Literature DB >> 19814816

The word landscape of the non-coding segments of the Arabidopsis thaliana genome.

Jens Lichtenberg¹, Alper Yilmaz, Joshua D Welch, Kyle Kurz, Xiaoyu Liang, Frank Drews, Klaus Ecker, Stephen S Lee, Matt Geisler, Erich Grotewold, Lonnie R Welch.

Abstract

BACKGROUND: Genome sequences can be conceptualized as arrangements of motifs or words. The frequencies and positional distributions of these words within particular non-coding genomic segments provide important insights into how the words function in processes such as mRNA stability and regulation of gene expression.
RESULTS: Using an enumerative word discovery approach, we investigated the frequencies and positional distributions of all 65,536 different 8-letter words in the genome of Arabidopsis thaliana. Focusing on promoter regions, introns, and 3' and 5' untranslated regions (3'UTRs and 5'UTRs), we compared word frequencies in these segments to genome-wide frequencies. The statistically interesting words in each segment were clustered with similar words to generate motif logos.

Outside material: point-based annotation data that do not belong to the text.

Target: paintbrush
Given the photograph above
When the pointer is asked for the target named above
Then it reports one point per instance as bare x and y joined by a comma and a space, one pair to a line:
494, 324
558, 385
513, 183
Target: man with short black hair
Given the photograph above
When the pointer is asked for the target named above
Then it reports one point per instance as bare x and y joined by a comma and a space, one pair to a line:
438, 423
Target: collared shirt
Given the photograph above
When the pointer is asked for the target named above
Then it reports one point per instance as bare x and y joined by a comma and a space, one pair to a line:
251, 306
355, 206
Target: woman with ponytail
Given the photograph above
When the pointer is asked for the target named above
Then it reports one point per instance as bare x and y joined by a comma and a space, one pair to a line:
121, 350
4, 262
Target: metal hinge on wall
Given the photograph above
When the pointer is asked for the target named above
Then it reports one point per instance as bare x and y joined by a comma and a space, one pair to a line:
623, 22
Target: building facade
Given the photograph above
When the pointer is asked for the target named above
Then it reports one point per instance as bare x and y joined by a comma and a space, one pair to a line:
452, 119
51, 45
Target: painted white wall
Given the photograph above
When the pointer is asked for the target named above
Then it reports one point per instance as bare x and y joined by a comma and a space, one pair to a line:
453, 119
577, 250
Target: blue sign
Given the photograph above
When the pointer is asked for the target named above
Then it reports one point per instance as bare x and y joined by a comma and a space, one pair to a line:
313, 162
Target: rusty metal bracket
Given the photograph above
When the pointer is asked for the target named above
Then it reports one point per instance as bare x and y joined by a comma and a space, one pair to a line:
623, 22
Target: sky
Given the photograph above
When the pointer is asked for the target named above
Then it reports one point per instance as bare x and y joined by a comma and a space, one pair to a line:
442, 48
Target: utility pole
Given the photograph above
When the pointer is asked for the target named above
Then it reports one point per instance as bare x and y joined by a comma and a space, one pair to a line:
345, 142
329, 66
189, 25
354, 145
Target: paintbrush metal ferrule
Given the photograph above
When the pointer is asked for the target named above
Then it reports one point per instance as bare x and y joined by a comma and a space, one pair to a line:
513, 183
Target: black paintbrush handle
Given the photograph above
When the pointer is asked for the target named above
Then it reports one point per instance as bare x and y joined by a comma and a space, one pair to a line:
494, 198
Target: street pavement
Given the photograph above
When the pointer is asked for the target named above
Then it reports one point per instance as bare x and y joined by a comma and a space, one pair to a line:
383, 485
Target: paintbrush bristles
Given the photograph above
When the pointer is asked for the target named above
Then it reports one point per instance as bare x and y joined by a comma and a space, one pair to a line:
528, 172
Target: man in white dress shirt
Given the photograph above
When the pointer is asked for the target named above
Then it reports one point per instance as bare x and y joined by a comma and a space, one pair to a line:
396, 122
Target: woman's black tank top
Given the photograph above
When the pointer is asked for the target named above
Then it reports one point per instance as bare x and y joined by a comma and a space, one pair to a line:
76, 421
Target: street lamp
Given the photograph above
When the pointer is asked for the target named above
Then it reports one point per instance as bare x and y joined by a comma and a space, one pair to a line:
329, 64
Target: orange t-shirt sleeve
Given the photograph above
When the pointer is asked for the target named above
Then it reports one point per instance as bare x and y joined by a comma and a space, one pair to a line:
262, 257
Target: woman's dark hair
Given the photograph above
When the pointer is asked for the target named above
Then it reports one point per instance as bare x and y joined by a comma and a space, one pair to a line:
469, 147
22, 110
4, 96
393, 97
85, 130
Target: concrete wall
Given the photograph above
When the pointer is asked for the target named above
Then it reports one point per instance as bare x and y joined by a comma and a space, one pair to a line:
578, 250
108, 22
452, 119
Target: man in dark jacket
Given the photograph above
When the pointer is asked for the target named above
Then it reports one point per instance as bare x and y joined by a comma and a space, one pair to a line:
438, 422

We investigated whether words were clustered at particular locations or were distributed randomly within each genomic segment, and we classified the words using gene expression information from public repositories. Finally, we investigated whether particular sets of words appeared together more frequently than others.
CONCLUSION: Our studies provide a detailed view of the word composition of several segments of the non-coding portion of the Arabidopsis genome. Each segment contains a unique word-based signature. The respective signatures consist of the sets of enriched words, 'unwords', and word pairs within a segment, as well as the preferential locations and functional classifications for the signature words. Additionally, the positional distributions of enriched words within the segments highlight possible functional elements, and the co-associations of words in promoter regions likely represent the formation of higher order regulatory modules. This work is an important step toward fully cataloguing the functional elements of the Arabidopsis genome.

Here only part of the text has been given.